Oglethorpe succeeded in interesting some of the most prominent men of England in his plan, and on June 9, 1732, King George II granted them a charter for a province to be called Georgia, which was to consist of the country between the Savannah and the Altamaha Rivers and to extend from the headsprings of these rivers due west to the Pacific Ocean. The seal of the patrons of the new province bore on one side a group of silkworms at work, with the motto, "Non sibi, sed aliis,"—"Not for themselves, but for others,"—showing the purpose of the patrons, who had agreed not to accept any grant of lands or profit from them for themselves. On the other side of the seal were two figures representing the boundary rivers, and between them a figure of Georgia, a liberty cap on her head, a spear in one hand, a horn of plenty in the other. Some of the patrons were content with the lofty ideals expressed in the seal and the charter, but James Oglethorpe meant to see the noble project carried out.
With a commission to act as Colonial Governor of Georgia, Oglethorpe sailed with about one hundred and twenty emigrants for America in November, 1732. In fifty-seven days he reached the bar outside Charleston. There the colonists of South Carolina welcomed the new arrivals warmly, for they were glad to have a province to their south to shield them from their Spanish enemies. The governor ordered his pilot to conduct the ship to Port Royal, some eighty miles to the south, from whence the emigrants were to go in small boats to the Savannah River. Oglethorpe meanwhile went to the town of Beaufort and then sailed up the Savannah to choose a promising site for his new town. The high cliff known as Yamacraw Bluff caught his eye, and he chose for his site that high land on which the city of Savannah stands.
Half a mile away dwelt the Indian tribe of the Yamacraws, and their chief, Tomochichi, sought the white leader and made gifts to him. One gift was a buffalo skin, painted on the inside with the head and feathers of an eagle. "Here is a little present," said the chief, offering the skin. "The feathers of the eagle are soft, and signify love; the buffalo skin is warm, and is the emblem of protection. Therefore love and protect our little families." We may be sure that Oglethorpe promised to live in friendship with them.

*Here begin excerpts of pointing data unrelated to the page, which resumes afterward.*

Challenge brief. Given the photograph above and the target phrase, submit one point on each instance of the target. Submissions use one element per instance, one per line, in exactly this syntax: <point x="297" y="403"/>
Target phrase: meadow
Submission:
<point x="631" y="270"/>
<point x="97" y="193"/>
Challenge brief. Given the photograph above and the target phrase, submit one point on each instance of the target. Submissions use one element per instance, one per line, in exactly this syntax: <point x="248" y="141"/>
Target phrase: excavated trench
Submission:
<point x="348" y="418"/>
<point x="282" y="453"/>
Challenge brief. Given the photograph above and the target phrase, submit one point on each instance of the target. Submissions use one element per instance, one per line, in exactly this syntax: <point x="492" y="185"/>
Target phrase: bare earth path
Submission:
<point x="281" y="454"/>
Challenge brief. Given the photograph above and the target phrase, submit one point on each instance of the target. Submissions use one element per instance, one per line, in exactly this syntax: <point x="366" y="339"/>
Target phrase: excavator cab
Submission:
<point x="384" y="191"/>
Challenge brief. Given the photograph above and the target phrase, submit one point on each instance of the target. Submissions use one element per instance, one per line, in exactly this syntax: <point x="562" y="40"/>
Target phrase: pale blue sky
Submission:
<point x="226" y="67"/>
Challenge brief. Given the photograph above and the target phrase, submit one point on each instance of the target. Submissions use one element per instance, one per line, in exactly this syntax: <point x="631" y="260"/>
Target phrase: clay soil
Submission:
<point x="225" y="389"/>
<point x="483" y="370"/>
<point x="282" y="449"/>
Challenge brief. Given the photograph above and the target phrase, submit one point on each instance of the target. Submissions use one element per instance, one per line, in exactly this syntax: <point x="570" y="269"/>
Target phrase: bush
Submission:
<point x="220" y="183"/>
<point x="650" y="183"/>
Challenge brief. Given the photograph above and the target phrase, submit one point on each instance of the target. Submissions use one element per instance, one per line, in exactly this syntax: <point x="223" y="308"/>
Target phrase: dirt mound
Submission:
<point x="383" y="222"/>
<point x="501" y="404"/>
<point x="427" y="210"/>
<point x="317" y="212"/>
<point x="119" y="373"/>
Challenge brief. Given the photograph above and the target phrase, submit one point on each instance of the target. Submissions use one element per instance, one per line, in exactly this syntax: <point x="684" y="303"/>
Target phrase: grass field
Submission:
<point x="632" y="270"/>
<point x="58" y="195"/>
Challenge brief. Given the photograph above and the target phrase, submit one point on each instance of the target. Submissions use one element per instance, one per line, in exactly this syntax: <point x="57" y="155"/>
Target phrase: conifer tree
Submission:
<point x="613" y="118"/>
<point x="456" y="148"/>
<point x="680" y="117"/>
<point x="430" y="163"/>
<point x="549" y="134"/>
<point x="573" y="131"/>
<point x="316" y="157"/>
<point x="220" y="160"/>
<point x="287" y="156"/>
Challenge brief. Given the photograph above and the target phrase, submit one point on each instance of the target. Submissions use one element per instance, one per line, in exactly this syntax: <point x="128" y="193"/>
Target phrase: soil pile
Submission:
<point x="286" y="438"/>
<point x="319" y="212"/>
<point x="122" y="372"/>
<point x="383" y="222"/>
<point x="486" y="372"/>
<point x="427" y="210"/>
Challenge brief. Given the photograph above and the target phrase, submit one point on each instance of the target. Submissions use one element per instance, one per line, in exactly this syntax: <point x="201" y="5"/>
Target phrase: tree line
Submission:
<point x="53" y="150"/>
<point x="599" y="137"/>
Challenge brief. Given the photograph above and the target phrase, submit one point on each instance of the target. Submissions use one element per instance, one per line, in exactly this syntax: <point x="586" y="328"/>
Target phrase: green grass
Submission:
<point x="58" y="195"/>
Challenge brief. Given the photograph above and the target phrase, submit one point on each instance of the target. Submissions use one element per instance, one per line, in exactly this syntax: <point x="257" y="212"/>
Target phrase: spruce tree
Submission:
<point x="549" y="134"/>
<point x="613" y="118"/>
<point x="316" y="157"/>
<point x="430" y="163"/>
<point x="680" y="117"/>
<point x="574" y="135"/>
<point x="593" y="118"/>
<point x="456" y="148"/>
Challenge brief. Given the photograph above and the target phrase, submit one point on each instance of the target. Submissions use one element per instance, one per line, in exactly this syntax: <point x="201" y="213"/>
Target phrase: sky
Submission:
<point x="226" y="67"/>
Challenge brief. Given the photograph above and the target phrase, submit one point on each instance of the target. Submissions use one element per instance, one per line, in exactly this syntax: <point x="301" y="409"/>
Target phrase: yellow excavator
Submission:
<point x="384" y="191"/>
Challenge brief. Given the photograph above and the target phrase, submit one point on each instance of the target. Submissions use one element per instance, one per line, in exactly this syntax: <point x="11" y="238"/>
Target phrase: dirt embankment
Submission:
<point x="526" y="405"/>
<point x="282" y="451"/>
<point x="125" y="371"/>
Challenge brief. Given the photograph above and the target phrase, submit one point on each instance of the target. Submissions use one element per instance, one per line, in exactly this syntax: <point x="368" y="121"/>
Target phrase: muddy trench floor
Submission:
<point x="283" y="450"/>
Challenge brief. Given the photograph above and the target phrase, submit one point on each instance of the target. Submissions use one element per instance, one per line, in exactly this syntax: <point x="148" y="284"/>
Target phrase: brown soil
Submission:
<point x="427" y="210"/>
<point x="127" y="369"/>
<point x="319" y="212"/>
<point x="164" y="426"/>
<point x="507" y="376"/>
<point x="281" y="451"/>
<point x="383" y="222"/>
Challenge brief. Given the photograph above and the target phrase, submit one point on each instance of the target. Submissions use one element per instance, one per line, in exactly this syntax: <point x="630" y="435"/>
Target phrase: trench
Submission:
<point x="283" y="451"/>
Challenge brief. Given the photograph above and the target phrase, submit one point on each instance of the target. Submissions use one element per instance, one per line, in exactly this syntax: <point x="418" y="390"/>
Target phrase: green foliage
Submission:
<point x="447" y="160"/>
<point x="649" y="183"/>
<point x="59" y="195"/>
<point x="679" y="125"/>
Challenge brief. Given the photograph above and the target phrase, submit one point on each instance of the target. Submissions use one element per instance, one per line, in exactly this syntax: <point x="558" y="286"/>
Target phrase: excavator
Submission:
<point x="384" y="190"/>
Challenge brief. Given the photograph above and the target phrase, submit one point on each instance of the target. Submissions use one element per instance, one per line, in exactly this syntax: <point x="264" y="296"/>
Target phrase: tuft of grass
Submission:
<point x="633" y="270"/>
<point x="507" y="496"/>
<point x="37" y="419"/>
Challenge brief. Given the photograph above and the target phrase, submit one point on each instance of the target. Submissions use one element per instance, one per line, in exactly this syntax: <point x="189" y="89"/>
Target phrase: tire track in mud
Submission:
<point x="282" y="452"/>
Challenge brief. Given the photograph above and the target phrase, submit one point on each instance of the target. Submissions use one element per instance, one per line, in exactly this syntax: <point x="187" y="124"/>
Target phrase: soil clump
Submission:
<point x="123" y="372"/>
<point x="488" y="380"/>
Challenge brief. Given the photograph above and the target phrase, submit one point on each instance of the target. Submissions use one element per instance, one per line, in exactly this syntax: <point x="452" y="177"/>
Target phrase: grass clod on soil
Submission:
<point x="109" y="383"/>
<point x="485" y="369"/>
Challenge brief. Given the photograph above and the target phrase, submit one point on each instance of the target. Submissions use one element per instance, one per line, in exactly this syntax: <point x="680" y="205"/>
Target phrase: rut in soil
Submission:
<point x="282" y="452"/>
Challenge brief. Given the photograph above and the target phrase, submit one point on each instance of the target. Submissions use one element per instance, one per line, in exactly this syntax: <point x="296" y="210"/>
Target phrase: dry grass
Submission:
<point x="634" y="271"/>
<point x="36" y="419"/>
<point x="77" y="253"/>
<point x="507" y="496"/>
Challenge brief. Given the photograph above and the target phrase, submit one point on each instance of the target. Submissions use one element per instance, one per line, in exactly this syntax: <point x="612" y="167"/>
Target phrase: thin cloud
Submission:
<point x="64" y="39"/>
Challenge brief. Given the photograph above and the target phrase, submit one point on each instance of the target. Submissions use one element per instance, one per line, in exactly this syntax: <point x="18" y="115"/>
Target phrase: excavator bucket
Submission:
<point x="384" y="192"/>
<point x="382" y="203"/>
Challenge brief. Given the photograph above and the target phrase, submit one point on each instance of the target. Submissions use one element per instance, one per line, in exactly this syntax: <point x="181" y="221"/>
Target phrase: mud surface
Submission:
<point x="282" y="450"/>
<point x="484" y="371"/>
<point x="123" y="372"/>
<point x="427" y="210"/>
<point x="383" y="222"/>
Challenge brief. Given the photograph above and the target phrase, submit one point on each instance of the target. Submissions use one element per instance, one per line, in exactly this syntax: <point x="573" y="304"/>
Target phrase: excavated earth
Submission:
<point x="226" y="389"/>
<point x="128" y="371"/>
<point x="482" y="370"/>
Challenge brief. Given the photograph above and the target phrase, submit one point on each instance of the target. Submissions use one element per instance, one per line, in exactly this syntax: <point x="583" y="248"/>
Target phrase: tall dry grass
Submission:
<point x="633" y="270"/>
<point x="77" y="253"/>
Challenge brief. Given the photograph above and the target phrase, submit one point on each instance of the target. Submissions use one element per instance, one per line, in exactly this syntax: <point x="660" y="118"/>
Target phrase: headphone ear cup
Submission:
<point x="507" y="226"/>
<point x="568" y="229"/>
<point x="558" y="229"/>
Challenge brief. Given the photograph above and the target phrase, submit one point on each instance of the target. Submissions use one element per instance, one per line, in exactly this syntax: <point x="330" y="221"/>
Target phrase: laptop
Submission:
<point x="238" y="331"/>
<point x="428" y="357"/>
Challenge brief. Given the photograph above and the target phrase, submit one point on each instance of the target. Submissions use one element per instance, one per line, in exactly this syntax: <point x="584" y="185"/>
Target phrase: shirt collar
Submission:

On February 12th the colonists reached their new home, and camped on the edge of the river, glad to escape from their long stay on shipboard. Four tents were set up, and men cut trees to provide bowers for their immediate needs. Four pines sheltered the tent of Oglethorpe, and here he lived for a year, while men laid out streets and built houses and his city of Savannah began to take shape.
Much good counsel the leader gave his people in those first days, warning them often against the drinking of rum, which would not only harm themselves, but would corrupt their Indian neighbors. "It is my hope," said he, "that, through your good example, the settlement of Georgia may prove a blessing and not a curse to the native inhabitants."